Miller has allowed two earned runs or less in each of this season’s first nine starts and he has produced a Major League-best (minimum 12 starts) 1.74 ERA.  Dodgers right-hander Zack Greinke (1.93) and Astros southpaw Dallas Keuchel (1.99) are the only other pitchers to produce a sub-2.00 ERA during this span.

This marks the first time Miller has pitched in San Francisco since lasting just 3 2/3 innings against the Giants in Game 4 of last year’s National League Championship Series.  He has allowed just two earned runs in the 12 innings he has completed in two career regular season starts (both in 2013) against the Giants.

Speaking of Greinke, the Braves can be happy that they claimed at least one victory during a three-game series against the Dodgers that included matchups against Greinke and Clayton Kershaw.  But they squandered the opportunity to win Monday’s series opener, a game they led until Luis Avilan walked two of the first four batters he faced and surrendered Adrian Gonzalez’ game-tying groundout.

Nick Masset prevented any further damage in the seventh inning, but then surrendered a career-high three homers in the eighth inning.  Masset likely would not have returned to pitch the eighth if the Braves had been working with a full bullpen. As the ugly inning progressed, we knew that closer Jason Grilli wasn’t available because he had pitched each of the previous three days.
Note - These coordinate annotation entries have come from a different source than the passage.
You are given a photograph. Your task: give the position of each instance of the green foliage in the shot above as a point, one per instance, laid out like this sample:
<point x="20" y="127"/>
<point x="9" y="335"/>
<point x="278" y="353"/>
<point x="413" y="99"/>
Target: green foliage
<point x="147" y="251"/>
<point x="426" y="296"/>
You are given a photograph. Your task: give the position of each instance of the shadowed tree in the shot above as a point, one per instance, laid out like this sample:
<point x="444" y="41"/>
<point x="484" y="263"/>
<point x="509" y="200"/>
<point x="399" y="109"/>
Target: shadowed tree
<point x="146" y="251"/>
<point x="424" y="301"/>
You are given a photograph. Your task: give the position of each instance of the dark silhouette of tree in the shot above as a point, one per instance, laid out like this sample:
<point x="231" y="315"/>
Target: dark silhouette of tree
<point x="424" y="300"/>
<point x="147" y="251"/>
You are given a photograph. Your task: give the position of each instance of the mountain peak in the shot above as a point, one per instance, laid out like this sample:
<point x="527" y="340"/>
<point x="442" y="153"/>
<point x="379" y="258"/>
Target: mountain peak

But we had to wait another day to know that Ian Thomas wasn’t available to face either of the two lefties that went deep against Masset because he was part of the multi-player trade that the Braves and Dodgers already had in place.  You know, the trade that died until a $100,000 trade stipend proved to be enough for Alberto Callaspo, to quickly alter his claim that he “wanted to stay with the Braves for the rest of the season.”

Some of you have questioned why Gonzalez opted to go with Masset instead of Brandon Cunniff, who has limited opponents to a .044 batting average (2-for-45) this year. While Cunniff has been impressive in this department, he has produced a strike percentage of 56.1 (124 of 221 pitches).  According to Inside Edge, this ranks 159th out of 160 qualified MLB relievers.

This seems to be a case where a rookie pitcher has to earn the trust of his manager before being consistently placed in high-leverage situations.  But while Cunniff has routinely walked a fine line, he also has limited opponents to a .182 on-base percentage in the five appearances he has made since being recalled from Triple-A Gwinnett earlier this month.

So given the other options in the bullpen, maybe it’s time for the Braves to get a better feel for what they truly have in Cunniff.

Veteran setup man Jim Johnson has certainly been Atlanta’s most valuable reliever this year.  Johnson created some concern when he allowed runs in four consecutive appearances (April 17-24).  But in the 14 appearances (13.2 innings) that have followed, he has allowed one run, surrendered eight hits, notched 13 strikeouts and issued just one walk.

Meanwhile Jason Grilli has allowed at least one run in five of his past 10 appearances and allowed opponents to produce a .431 on-base percentage during that same span.  Grilli has blown just one of his 14 save opportunities this season.  But if his struggles continue, the Braves have to start seriously thinking about having him switch roles with Johnson.